Only now the black skirt tetras have white spots all over them. On Monday I did a 25% water change and added water from my other tank and Tuesday I did a 50% water change, using decholorinated tap water. They actually seem WORSE now, because they look like their tails are falling apart, like they have finrot. I'm hesitant to use a medicine but the Petsmart salesperson gave me a product called "Ick Clear" which are fizzy tablets. Should I avoid these and keep doing water changes or just use the tablets? None of my other fish show signs of ich.

Also, I read in the Ich sticky that once they have the spots, it's too late to kill those parasites. Does that mean my fish are going to die or that they'll have those spots forever no matter what?
 
Ich can only be treated when it's in a free swimming stage. The parasite first attachs itself to the fish, which appears like grains of salt. The Ich then leaves the host and falls to the bottom of the tank to reproduce. After it reproduces, it finds a new host. Raising the temperature up a couple degrees (to about 80 - 81 degrees) speeds up the life cycle and makes it faster to treat.
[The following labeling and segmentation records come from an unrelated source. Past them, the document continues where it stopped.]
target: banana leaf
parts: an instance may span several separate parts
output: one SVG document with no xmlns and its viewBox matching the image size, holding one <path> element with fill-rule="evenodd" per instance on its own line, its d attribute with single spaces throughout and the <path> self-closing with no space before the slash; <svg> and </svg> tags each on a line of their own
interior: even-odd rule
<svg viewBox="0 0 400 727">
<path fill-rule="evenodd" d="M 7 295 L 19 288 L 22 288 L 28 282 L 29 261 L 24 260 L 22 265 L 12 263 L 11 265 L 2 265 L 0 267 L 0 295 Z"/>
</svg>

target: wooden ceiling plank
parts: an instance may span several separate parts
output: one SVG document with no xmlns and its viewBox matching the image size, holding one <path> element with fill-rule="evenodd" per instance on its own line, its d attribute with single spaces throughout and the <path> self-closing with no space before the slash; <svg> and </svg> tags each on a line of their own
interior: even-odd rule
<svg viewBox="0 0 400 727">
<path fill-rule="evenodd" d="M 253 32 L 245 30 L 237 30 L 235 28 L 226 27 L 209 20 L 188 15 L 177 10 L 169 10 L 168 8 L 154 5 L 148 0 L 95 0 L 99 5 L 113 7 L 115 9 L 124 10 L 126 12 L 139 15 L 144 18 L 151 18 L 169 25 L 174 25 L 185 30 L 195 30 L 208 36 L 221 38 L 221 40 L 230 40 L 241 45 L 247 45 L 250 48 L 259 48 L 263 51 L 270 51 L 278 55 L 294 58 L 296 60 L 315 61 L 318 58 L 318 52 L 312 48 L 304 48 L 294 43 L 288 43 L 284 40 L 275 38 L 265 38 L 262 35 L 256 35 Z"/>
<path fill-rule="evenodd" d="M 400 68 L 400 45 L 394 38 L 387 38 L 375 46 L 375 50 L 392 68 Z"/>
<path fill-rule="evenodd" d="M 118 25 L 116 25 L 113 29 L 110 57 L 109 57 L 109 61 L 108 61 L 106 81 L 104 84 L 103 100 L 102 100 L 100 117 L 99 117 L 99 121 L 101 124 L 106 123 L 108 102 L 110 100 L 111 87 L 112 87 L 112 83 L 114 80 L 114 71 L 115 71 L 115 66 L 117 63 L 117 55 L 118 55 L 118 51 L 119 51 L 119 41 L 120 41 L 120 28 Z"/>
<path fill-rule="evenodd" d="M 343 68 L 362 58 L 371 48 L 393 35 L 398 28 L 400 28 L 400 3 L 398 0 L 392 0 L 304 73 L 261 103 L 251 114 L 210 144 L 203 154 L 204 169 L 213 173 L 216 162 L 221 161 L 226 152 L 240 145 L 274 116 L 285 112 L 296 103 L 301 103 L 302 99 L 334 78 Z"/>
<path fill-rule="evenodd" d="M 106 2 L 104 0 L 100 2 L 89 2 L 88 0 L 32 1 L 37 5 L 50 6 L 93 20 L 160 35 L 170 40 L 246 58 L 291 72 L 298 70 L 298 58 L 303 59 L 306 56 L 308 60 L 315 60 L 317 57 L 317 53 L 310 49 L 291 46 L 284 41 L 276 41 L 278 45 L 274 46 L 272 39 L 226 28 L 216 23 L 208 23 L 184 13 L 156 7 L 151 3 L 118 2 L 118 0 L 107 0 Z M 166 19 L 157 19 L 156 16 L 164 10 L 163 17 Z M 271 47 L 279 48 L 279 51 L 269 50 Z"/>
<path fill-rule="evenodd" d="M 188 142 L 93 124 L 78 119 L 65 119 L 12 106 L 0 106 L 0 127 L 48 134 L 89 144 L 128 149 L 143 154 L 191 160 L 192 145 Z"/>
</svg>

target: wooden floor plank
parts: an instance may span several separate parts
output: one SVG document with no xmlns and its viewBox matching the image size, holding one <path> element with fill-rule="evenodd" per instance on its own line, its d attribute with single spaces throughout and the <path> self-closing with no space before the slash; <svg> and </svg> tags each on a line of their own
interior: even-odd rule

I recommend using a medication called Quick Cure to treat Ich. I used it several times and had great success with it for treating Ich.

Hope this helps! ;)
 
When you put the medicine in the only time that medicine is effective is when the ich are at the freefloating stage of there life cycle this is when the cyst on this fish have hatched into more young and it killls the young so it cant reattach to the fish. a good treatment for ich is copper.
 
So I should just euthanize the poor suckers and let the ich die from lack of hosts, eh?
 
i was told to wate till the spots fall of or disapere, then start treating the tank. i used quick cure for 3 weeks(the sunny hill pet center told me to) then stoped the treatment, also added 2 tablespoons of aquarium salt and raised the temp to 82 degrees. it worked and i havent had it back, but it will stain silicone sealents and air hoses. :)
 
So I should just euthanize the poor suckers and let the ich die from lack of hosts, eh?

No, don't kill them, ich is one of the easiest things in a tank to cure, as long as you treat it soon. Use quick cure, I wouldn't wait for anything to happen first.